The Joy of Crochet

In today’s world of crochet, crocheters seem to follow one of two impulses: one is to try to prove that crochet is as good as knitting; the second is to embrace crochet in all it’s granny square goodness and glory.

I fall into the second camp because I know that just as there are some things that are better when knitted, there are just as many things that are better when crocheted, and I’d like to take a look at one that I stumbled across this week.

The crochet project I came across this week that caught my attention and nearly made me drop the project I am currently trying to finish in order to make the new one I had found is this:

A crochet bento box that embodies the joy of crochet
A crochet bento box that embodies the joy of crochet

The Happy Bento Lunch Caddy.

This project caught the eye and esprit of my inner 9-year-old, and she is still peeved I did not drop everything to make her one. How, she wants to know, is she supposed to eat lunch without one? This is exactly the kind of thing that would have made me look forward to lunch at school every day, and I would have wanted to use it at home.

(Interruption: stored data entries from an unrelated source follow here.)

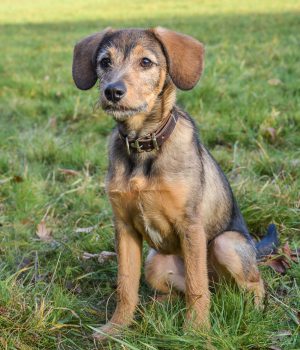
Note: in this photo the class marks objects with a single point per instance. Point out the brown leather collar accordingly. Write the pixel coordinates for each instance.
(152, 141)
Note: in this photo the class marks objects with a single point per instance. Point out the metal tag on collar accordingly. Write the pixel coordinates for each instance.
(154, 141)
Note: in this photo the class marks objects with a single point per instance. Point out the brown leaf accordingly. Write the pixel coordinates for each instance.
(43, 232)
(106, 256)
(70, 172)
(86, 229)
(17, 179)
(274, 82)
(272, 133)
(276, 264)
(102, 257)
(287, 250)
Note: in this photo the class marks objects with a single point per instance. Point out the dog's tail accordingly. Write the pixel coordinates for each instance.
(269, 243)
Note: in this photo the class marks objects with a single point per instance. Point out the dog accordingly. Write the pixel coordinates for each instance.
(163, 184)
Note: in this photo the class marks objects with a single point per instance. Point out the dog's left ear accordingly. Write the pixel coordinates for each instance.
(185, 56)
(84, 65)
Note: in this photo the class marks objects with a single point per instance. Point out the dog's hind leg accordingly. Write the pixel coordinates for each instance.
(164, 272)
(231, 254)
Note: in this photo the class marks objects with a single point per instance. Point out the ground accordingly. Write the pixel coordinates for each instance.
(247, 108)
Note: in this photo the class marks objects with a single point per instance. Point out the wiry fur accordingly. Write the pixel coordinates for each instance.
(176, 198)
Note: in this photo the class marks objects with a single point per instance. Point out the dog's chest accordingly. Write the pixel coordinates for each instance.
(152, 208)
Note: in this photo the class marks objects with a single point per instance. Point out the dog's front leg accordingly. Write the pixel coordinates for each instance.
(194, 248)
(129, 251)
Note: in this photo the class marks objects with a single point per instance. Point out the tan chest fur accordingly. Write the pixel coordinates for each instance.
(151, 207)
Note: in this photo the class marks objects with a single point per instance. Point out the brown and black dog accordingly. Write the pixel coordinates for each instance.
(163, 184)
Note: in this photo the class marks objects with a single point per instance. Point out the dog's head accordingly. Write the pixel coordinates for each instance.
(133, 66)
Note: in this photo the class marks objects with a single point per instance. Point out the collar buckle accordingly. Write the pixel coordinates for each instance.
(137, 146)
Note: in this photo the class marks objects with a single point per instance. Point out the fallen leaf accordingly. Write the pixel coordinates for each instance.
(88, 256)
(86, 229)
(282, 261)
(272, 133)
(70, 172)
(274, 82)
(106, 256)
(43, 232)
(102, 257)
(282, 333)
(17, 179)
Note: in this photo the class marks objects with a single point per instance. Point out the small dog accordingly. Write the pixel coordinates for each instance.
(163, 184)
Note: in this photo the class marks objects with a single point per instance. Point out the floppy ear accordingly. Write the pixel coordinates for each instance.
(185, 56)
(84, 65)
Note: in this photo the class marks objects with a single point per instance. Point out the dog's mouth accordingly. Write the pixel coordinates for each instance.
(121, 113)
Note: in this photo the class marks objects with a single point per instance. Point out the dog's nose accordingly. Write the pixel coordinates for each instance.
(115, 91)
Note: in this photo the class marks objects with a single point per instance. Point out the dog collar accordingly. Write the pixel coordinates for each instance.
(153, 141)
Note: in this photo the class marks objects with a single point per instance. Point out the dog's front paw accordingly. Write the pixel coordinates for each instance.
(197, 320)
(107, 331)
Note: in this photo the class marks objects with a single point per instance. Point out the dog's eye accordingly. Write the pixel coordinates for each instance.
(146, 62)
(105, 62)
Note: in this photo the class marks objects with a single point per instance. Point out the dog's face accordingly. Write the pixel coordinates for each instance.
(132, 66)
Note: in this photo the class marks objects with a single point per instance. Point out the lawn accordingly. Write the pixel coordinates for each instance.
(247, 108)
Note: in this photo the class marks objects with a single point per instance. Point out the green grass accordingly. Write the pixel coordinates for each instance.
(50, 298)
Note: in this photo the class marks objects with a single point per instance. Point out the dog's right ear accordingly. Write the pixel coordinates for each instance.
(84, 65)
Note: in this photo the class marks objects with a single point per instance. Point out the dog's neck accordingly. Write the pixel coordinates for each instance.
(146, 123)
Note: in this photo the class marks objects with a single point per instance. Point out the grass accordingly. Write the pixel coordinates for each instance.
(247, 107)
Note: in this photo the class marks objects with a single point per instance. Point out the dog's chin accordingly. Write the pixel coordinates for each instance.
(120, 113)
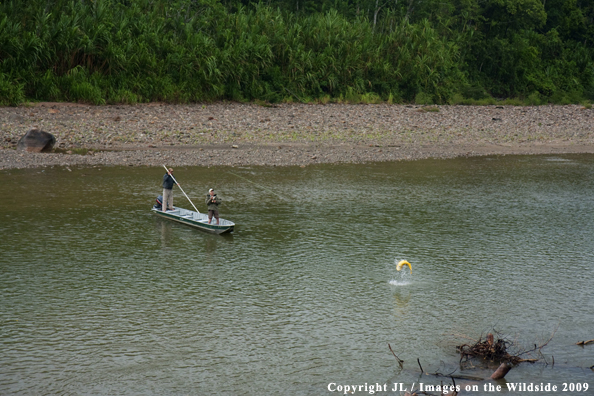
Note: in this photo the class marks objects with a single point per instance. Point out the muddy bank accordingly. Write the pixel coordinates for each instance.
(288, 134)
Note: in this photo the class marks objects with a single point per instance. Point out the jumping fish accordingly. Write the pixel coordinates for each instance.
(401, 264)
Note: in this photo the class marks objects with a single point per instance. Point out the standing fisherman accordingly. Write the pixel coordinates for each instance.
(168, 182)
(213, 203)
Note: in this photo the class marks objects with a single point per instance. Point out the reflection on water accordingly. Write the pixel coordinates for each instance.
(98, 296)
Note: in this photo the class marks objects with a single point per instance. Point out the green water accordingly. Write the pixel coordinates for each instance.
(99, 296)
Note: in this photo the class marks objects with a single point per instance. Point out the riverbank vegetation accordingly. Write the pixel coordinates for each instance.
(395, 51)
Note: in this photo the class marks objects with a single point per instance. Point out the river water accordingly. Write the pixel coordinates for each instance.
(99, 296)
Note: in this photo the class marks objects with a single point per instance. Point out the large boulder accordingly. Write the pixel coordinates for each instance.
(36, 141)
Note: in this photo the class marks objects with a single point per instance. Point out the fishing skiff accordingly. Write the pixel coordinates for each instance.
(196, 220)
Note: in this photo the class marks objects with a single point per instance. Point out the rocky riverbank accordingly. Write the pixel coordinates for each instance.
(287, 134)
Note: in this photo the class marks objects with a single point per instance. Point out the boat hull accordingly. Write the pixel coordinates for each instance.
(196, 220)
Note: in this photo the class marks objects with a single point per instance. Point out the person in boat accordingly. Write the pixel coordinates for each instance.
(168, 183)
(213, 203)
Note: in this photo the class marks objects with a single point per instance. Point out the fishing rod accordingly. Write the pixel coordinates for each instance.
(182, 190)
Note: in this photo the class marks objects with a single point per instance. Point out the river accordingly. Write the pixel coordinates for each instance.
(99, 296)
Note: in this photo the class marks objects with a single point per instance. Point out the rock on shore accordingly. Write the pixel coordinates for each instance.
(288, 134)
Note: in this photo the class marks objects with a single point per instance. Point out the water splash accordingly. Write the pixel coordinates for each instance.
(396, 282)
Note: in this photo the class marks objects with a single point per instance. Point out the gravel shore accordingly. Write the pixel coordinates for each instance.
(287, 134)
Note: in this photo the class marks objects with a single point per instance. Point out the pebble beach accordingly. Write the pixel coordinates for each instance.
(239, 134)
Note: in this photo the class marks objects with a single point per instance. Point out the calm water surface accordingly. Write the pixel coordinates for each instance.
(98, 296)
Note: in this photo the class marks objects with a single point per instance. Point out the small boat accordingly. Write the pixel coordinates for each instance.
(196, 220)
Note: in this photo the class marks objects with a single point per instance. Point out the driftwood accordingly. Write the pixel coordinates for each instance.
(497, 350)
(501, 371)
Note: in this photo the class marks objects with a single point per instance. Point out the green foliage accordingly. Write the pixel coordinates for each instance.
(356, 51)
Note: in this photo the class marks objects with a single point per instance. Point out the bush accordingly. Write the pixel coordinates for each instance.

No doubt I would have insisted on packing my lunch even when I was home.

According to wikipedia, Bento “is a single-portion takeout or home-packed meal common in Japanese cuisine.”

Based on the pictures that accompany the article, I would describe it as food arranged so prettily, one would be hard-pressed to stop admiring it long enough to eat it; however, that doesn’t stop me from wanting a Happy Bento Lunch Caddy of my very own.

3 thoughts on “The Joy of Crochet

  1. I’m not sure where I read this, but I think it was Elizabeth Zimmerman, the famous knitter.

    When she was a young girl, her mother saw her crocheting. Her mother took her hook away from her and gave her knitting needles and told her, “young ladies knit, only the hired help crochet.”